January 7, 2008

The Eye's Have It

I've been on the phone all morning. Apparently, the people that do the eye surgery we need are so busy with brow lifts and everything that actual medical procedures take a back seat... AND may I say that the girls who work in the aforementioned "plastic surgeon's" office are R-U-D-E. So I made quite a few phone calls. Then, as I was just about to give up hope of ever getting an appointment, an absolute angel answered.

Angel - "Hello and thank you for calling Dr. So-and-So's office. How may I help you?"
Me - "Yes. Do you accept insurance?" (oh yeah, not all of them take insurance. bogus. I know. Then I remember Nip/Tuck and pray to the heavens that these people are not like those doctors.... getting back to business)
Angel - "Well of course. What plan do you have?"
Me - "Blue Cross Blue Shield." and now for the all telling question "Are you taking NEW PATIENTS?"
Angel - "Yes!"
Me - dancing around my kitchen while the song "She's a Maniac, Maniac!" runs through my head. I then sing to the Angel "I'd like to make an appointment for my son, pl-eeeaaaaaaaaaaase!"
Angel - "Sure thing. What's his date of birth?" and blah-blah-blah. the important part is she wasn't snippy. or snotty. or otherwise rude. she wasn't overly nice. She was just. doing. her. job. Can I get an amen?

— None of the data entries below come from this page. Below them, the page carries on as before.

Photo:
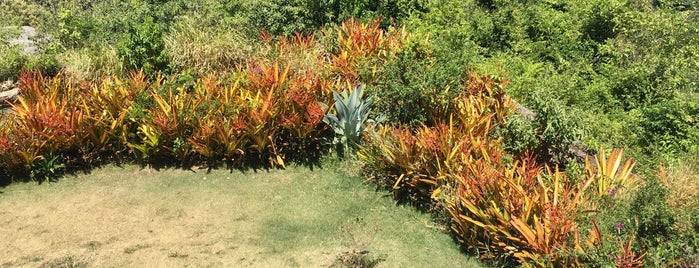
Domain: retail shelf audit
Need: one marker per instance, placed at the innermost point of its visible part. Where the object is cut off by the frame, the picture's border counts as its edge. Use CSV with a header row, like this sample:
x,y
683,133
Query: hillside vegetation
x,y
428,94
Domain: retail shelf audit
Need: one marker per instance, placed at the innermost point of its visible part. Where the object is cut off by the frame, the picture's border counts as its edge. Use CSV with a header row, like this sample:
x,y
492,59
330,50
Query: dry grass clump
x,y
683,182
208,50
90,65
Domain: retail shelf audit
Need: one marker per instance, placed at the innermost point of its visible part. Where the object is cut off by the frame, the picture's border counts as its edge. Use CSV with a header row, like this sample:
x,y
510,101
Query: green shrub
x,y
142,47
288,16
652,214
11,61
415,85
549,135
670,127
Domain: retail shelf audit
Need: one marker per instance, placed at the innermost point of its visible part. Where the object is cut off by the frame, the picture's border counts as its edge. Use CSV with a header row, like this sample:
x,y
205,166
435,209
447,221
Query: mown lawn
x,y
134,217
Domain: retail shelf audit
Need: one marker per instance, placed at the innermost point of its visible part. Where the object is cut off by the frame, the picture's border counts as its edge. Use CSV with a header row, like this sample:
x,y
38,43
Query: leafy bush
x,y
142,47
670,127
284,17
11,61
650,210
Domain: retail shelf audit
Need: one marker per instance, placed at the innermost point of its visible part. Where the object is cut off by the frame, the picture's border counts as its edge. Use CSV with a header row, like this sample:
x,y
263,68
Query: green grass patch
x,y
286,218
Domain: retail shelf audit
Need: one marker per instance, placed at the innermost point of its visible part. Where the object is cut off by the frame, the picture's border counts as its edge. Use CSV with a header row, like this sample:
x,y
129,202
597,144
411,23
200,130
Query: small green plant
x,y
358,256
46,169
143,47
351,118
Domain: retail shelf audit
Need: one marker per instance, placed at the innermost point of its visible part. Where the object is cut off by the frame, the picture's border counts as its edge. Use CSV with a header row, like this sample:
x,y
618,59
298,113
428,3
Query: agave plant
x,y
351,115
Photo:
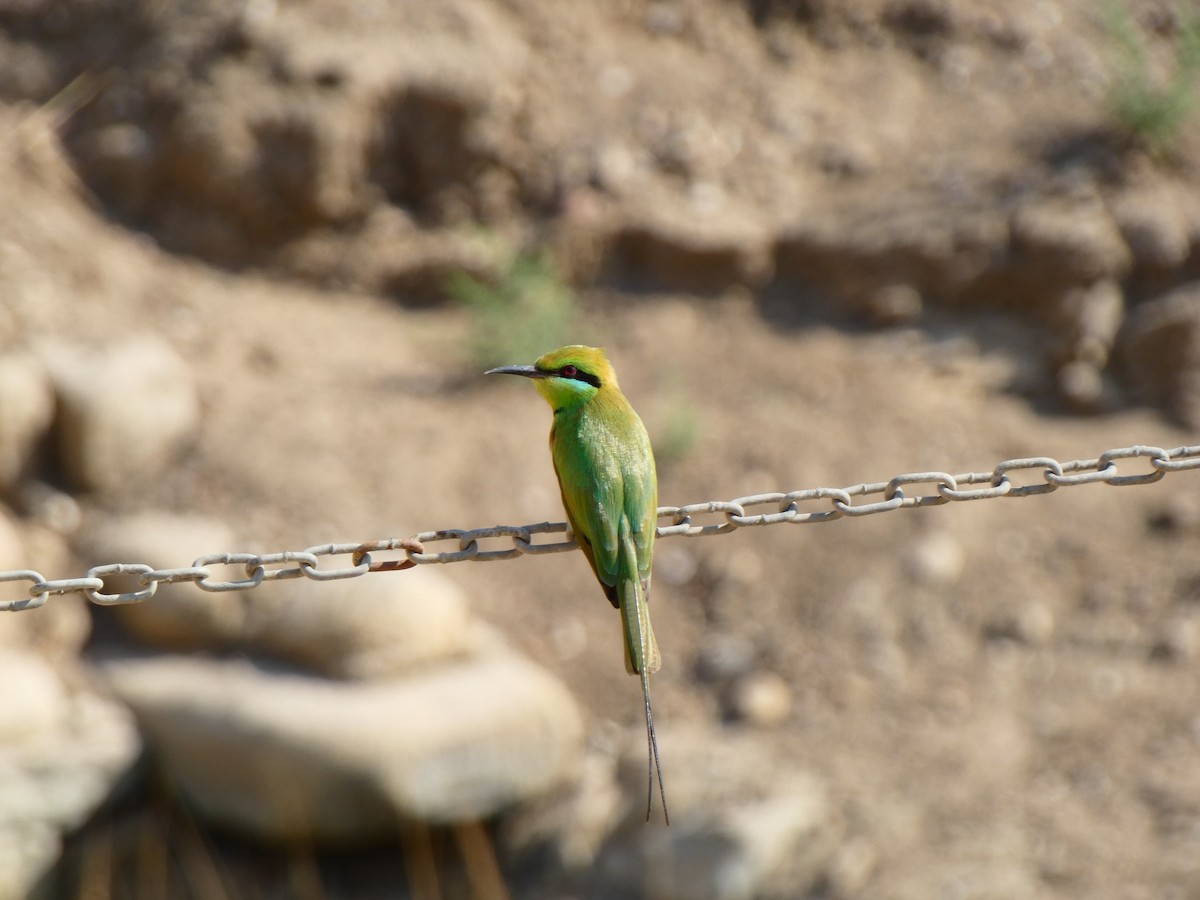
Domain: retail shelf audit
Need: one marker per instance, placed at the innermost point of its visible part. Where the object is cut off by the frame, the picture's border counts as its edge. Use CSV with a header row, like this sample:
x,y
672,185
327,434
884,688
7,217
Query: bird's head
x,y
569,376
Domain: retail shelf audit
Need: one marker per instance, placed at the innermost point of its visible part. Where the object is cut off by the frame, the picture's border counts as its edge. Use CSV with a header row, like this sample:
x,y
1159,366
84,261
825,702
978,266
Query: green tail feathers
x,y
633,593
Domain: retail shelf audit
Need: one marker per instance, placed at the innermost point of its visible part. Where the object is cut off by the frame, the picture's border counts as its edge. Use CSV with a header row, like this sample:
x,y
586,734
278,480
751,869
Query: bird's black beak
x,y
527,371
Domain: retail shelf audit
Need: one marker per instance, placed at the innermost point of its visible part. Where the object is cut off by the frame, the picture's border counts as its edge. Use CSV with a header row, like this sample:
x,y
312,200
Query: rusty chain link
x,y
940,487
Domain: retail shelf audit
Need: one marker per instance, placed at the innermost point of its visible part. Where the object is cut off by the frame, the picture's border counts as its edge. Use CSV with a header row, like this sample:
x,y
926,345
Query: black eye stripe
x,y
577,376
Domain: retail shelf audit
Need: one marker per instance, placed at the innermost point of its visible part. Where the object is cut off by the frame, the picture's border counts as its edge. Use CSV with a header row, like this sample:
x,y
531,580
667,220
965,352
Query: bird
x,y
605,467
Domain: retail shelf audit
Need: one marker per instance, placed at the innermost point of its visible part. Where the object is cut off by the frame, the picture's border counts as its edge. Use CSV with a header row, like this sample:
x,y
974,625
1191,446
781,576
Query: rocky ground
x,y
825,244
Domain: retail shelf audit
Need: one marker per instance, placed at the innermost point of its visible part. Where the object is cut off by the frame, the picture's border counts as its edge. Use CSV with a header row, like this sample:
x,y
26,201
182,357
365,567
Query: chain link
x,y
941,487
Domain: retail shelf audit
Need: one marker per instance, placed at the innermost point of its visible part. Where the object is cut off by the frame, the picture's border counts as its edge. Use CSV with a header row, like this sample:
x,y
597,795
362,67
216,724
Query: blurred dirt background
x,y
823,243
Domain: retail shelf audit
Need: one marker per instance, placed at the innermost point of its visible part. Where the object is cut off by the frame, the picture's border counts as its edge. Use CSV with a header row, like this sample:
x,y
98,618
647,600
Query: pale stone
x,y
373,625
28,408
282,755
124,411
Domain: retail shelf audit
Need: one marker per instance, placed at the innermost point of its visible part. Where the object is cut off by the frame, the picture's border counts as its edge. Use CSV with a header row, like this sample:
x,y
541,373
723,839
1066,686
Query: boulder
x,y
28,405
63,751
370,627
124,411
281,755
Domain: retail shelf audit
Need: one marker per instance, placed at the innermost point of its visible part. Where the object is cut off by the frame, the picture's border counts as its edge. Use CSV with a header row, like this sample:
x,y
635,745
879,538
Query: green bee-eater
x,y
606,475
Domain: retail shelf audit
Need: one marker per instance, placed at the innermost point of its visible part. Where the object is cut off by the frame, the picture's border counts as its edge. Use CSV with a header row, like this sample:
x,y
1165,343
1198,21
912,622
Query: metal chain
x,y
941,487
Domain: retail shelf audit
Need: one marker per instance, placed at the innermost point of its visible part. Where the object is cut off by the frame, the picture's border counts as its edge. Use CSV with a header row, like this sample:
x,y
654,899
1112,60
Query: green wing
x,y
606,471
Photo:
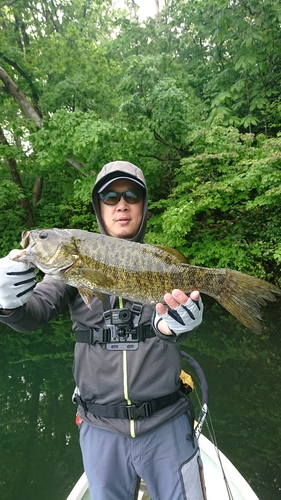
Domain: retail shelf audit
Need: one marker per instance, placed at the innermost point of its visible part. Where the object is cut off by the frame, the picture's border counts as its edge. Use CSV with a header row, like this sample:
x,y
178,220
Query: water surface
x,y
40,455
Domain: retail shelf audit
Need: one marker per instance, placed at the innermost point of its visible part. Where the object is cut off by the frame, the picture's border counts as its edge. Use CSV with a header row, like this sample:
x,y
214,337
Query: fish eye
x,y
43,235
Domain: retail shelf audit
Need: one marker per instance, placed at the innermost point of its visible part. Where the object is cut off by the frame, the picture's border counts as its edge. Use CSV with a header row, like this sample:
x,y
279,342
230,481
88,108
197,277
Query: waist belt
x,y
130,412
103,335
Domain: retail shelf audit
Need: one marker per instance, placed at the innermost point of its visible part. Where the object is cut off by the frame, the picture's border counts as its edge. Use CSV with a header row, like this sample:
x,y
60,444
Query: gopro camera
x,y
121,324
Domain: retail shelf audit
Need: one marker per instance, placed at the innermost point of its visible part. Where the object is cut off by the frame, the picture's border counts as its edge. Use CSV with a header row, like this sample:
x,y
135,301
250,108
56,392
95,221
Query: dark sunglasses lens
x,y
110,198
132,196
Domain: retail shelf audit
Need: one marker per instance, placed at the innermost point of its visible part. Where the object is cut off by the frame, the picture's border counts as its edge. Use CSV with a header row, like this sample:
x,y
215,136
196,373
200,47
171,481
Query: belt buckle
x,y
134,412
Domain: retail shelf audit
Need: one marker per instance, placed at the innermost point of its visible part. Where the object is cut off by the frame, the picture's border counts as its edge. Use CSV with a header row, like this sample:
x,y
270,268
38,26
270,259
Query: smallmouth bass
x,y
96,264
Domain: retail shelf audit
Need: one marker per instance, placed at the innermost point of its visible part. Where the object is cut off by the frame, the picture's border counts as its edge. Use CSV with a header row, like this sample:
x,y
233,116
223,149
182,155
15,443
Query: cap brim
x,y
117,179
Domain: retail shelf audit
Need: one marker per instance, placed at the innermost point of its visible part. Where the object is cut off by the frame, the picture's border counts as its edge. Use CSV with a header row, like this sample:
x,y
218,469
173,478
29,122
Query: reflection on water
x,y
40,455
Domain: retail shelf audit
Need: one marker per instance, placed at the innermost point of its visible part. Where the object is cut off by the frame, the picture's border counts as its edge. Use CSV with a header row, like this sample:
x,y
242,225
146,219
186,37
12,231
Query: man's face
x,y
123,219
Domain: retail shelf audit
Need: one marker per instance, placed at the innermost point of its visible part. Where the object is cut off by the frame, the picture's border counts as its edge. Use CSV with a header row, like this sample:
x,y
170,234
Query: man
x,y
134,420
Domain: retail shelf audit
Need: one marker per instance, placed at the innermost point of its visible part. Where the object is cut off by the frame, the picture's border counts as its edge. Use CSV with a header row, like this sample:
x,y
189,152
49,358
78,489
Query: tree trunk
x,y
17,180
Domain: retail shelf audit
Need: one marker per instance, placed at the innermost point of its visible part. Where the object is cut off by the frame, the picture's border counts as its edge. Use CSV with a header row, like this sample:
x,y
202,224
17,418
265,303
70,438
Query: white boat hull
x,y
215,483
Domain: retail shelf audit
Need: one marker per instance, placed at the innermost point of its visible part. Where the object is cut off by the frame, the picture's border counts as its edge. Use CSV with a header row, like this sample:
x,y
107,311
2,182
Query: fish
x,y
97,264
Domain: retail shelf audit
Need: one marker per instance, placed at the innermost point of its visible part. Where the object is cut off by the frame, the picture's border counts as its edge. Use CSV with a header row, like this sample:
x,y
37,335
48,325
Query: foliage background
x,y
192,96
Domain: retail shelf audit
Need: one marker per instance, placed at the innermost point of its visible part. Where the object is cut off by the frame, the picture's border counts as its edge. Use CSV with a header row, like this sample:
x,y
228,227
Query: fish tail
x,y
243,296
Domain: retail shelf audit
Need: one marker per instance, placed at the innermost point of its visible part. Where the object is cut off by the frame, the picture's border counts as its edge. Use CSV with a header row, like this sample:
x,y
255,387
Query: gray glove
x,y
17,281
184,318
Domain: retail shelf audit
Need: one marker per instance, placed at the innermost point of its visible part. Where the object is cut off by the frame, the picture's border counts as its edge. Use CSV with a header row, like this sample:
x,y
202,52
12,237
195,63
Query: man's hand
x,y
17,281
182,315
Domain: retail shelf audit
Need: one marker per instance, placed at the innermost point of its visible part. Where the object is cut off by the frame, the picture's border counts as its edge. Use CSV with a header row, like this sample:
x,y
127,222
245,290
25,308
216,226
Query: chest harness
x,y
123,332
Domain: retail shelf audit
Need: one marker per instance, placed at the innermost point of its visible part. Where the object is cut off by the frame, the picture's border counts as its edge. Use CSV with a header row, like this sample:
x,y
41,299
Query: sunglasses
x,y
113,197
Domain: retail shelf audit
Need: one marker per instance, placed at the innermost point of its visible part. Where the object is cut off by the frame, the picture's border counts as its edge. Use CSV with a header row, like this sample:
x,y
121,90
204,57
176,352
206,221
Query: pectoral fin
x,y
87,296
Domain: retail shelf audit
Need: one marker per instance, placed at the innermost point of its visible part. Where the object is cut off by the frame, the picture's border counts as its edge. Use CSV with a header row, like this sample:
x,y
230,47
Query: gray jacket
x,y
102,376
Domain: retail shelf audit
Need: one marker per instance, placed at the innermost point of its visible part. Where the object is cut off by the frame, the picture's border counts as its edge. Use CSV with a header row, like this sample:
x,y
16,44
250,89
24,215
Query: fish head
x,y
54,251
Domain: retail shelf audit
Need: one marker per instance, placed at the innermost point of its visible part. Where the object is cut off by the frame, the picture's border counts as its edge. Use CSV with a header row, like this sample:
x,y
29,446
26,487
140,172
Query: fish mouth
x,y
64,270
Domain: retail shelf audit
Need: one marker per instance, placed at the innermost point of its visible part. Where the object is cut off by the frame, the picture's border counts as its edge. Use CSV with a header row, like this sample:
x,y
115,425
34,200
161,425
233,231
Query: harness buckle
x,y
135,412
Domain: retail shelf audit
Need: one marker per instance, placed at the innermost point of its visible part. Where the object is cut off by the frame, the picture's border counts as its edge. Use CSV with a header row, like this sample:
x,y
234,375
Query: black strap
x,y
103,335
130,412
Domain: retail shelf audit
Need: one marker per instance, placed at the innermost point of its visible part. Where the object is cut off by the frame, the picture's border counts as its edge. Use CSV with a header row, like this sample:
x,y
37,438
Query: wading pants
x,y
165,458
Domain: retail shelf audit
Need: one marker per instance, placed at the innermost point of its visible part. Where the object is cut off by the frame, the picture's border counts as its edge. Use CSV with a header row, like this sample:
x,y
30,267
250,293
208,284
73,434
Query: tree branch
x,y
20,98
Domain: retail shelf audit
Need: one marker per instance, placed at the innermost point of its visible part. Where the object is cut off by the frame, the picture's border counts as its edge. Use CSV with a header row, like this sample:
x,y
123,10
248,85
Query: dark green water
x,y
40,455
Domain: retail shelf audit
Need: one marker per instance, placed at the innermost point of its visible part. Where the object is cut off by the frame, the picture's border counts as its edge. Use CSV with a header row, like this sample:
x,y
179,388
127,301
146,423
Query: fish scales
x,y
97,264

Anyhow, we have an appointment for Danny Mack on March 3. I know it's not for awhile but trust me, some of the other dates other doctors were offering was insane! Plus, Angelface went ahead and put me on the cancellation list. Which means that I have to do this now....

A Royal Decree:
Brought forth to you this seventh day of the first month. Whereby the Queen doth issue an order that all readers of this blog must cross their fingers, specifically the pointer and the middle, and say these words, with vigor, "PLEASE be a cancellation. PLEASE be a cancellation."

You must perform this rite at each hour, on the hour. Do not disregard this statement. If you choose to not participate, then bad luck will fall upon you and your household for the next eleventyeight years.